Oscar Clemente Marroquín
ocmarroq@lahora.com.gt

Desafortunadamente, en Guatemala no ocurre eso porque no tenemos partidos políticos sino apenas esos clubs de amigos que se organizan bajo el liderazgo (¿) de alguien que quiere ser presidente y funcionan movidos por intereses económicos y jamás por principios políticos, valores cívicos o ideologías que marquen el rumbo de sus decisiones. Ese es el sistema que se construyó con la apertura política de 1985, cuando se puso fin a los gobiernos militares producto de fraudes electorales, para trasladar el poder a camarillas que inmediatamente se pusieron de acuerdo con socios en el sector privado para diseñar un modelo basado en el dinero como principal herramienta del político.

Un diputado en Guatemala no le tiene que rendir cuentas a nadie más que al dirigente del partido con el que busca su reelección. Lo que piense el ciudadano se lo pueden pasar por el arco del triunfo porque ni usted ni yo valemos un comino para los intereses y necesidades de los diputados. Su reelección no depende tanto del voto del ciudadano, como de que se le asegure un buen lugar en el listado de candidatos de un partido con posibilidades de acarrear votos masivamente y por ello sus únicos patrones son los caciques del partido al que pertenecen y quienes le dan el dinero para abrirse camino en ese mercado que es la política criolla.

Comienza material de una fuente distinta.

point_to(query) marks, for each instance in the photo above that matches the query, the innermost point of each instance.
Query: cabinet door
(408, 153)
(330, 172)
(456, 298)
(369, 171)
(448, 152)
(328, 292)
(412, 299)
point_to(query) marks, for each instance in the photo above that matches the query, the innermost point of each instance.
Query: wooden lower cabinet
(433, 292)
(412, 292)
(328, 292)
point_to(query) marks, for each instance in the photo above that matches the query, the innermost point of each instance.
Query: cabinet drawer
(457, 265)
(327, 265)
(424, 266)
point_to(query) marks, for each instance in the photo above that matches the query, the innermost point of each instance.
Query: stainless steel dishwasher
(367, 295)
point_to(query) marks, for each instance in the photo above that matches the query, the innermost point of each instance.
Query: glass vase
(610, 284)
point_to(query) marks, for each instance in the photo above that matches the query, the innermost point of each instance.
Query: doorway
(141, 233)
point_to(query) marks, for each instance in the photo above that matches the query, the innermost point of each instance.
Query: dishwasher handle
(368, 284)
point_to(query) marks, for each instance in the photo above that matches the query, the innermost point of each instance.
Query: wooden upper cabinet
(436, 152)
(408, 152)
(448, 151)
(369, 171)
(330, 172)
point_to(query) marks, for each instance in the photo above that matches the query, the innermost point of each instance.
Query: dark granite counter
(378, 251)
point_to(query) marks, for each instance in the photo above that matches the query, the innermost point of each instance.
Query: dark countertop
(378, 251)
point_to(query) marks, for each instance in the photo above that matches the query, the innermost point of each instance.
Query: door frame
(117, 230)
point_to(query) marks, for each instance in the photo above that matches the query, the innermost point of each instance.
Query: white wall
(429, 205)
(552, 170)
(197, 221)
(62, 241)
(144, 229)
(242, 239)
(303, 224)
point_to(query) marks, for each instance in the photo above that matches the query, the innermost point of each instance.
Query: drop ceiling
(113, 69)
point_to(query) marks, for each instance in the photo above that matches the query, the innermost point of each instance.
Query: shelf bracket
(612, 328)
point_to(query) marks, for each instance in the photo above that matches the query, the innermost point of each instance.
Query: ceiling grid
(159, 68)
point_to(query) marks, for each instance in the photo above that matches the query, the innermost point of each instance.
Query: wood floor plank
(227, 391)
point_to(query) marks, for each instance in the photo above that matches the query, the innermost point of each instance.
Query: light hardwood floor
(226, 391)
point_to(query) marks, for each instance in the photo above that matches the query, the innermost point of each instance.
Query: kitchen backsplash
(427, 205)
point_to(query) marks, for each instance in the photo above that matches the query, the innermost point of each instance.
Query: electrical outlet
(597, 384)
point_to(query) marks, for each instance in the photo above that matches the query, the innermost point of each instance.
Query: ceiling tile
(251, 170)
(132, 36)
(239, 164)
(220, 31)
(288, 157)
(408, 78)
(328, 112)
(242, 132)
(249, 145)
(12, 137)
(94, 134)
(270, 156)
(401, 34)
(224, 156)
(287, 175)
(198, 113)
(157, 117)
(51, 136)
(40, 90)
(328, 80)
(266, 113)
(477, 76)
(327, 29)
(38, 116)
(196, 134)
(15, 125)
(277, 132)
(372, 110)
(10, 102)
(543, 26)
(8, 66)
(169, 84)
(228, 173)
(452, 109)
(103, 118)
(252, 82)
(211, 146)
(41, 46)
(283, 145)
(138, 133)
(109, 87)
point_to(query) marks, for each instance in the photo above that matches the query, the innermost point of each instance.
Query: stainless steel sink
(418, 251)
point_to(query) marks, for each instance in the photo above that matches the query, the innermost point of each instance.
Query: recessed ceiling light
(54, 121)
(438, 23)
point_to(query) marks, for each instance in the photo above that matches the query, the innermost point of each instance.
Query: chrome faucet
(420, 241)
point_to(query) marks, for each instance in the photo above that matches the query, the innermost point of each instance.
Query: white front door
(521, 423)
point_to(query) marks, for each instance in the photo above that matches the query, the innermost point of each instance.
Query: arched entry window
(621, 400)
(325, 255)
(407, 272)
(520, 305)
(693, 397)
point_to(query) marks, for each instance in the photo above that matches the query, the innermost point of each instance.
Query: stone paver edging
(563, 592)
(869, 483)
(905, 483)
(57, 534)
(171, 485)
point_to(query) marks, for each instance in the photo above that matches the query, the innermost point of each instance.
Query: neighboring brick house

Y como saben que a finales del año entrante habrá multitudes haciendo fila para legitimar con su voto un sistema corrupto y caduco, no tienen razón para andarse cuidando de tomar decisiones trascendentes. Al fin y al cabo no está en riesgo su carrera mientras no hagan algo que equivalga a orinarse fuera de la bacinica y eso únicamente ocurre si se apartan de las asquerosas reglas del juego que prevalecen en nuestro poder Legislativo.

Podemos quejarnos, lamentar nuestra situación y ver con preocupación nuestro futuro, pero nada se puede hacer porque el sistema está cada vez más afianzado y más descarado. Al principio trataban, por lo menos, de guardar apariencias pero el decoro se perdió hace mucho tiempo y ahora vemos esas inexplicables alianzas entre los enemigos acérrimos que se reparten el poder judicial como los secuestradores se reparten un botín. Y el parangón no es exagerado, porque literalmente tienen secuestrada la legalidad del país al amparar la continuidad de la impunidad que, hay que decirlo, tarde o temprano nos pasará a nosotros y a ellos una enorme factura porque no hay país que pueda vivir en paz y seguridad si no existen mecanismos legales para que la ley sea el elemento rector de la vida ciudadana.
Quejarnos, pues, no es más que una catarsis.